Results and Discussion
Linear Regression
After regressing, we end up with the following model:
\[solarsaturation =-0.68 + 0.0000080 \cdot sunlight + 0.0000384 \cdot income\]
| Solar Saturation (%) | |||
|---|---|---|---|
| Predictors | Estimates | Conf. Int (95%) | P-value |
| Intercept | -0.6756526 | -0.8449613 – -0.5063439 | <0.001 |
| Median Income | 0.0000384 | 0.0000369 – 0.0000399 | <0.001 |
| Average Yearly Sunlight Generation (kWh) | 0.0000080 | 0.0000055 – 0.0000106 | <0.001 |
| Observations | 6379 | ||
| R2 / R2 adjusted | 0.293 / 0.292 | ||
We see from this model that both median income and sunlight have a positive effect on solar saturation in a census tract, which is expected. Since our coefficient for median income is 0.0000384, for every $1 increase in median yearly income, our model predicts a 0.0000384% increase in solar saturation for that census tract. To put this in more realworld terms, for every $26,042 increase in yearly median census tract income, this model predicts a 1% increase in solar saturation.
What’s interesting is that we see a higher coefficient for median income than sunlight. This means, barring no bias, this model finds that income is a better predictor of solar adoption than sunlight. This provides even more evidence that lower-income households lack access to rooftop solar and the associated financial benefits.
Hypothesis Testing
Using a t-test, we find that the mean solar saturation in higher income census tracts is 4.85%, compared to merely 1.69% in lower income census tracts. Our 95% confidence interval spans from 3.00% to 3.31%, meaning that we are 95% confident that this interval captures the difference in mean solar saturation. These findings are highly significant (p-value < 2.2e-16). We can therefore reject the null hypothesis that there is no difference in mean solar saturation between income groups.
Spatial Analysis
To visualize this difference in census tract solar adoption, we map solar saturation by census tract for both higher income census tracts and lower income census tracts.
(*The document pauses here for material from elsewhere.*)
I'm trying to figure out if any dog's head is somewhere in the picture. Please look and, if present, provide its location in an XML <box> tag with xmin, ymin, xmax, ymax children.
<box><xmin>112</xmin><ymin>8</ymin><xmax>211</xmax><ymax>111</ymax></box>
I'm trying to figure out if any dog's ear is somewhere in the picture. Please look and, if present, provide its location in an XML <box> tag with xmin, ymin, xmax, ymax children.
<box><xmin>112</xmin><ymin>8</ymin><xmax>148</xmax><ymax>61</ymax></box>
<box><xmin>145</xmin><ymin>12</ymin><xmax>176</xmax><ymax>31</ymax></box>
We can see, below, visually, that there are much higher saturation levels (represented by the darker blues) in the higher income census tracts. We can also see, evidenced by the amount of grey, that we are missing data for a large number of census tracts. This is due to missing solar data for about 557 of the approximately 8,057 census tracts in California. This could lead to bias in the model, especially if this missing data is not due to random factors.
Another take away from this visual is how low solar saturation percentages are overall. This is good and bad news. It means there is still a lot of potential for rooftop solar growth, which is great for clean energy growth. However, this also drives home how important it is to ensure equity in the rooftop solar industry, since these inequities may escalate as solar adoption continues to increase.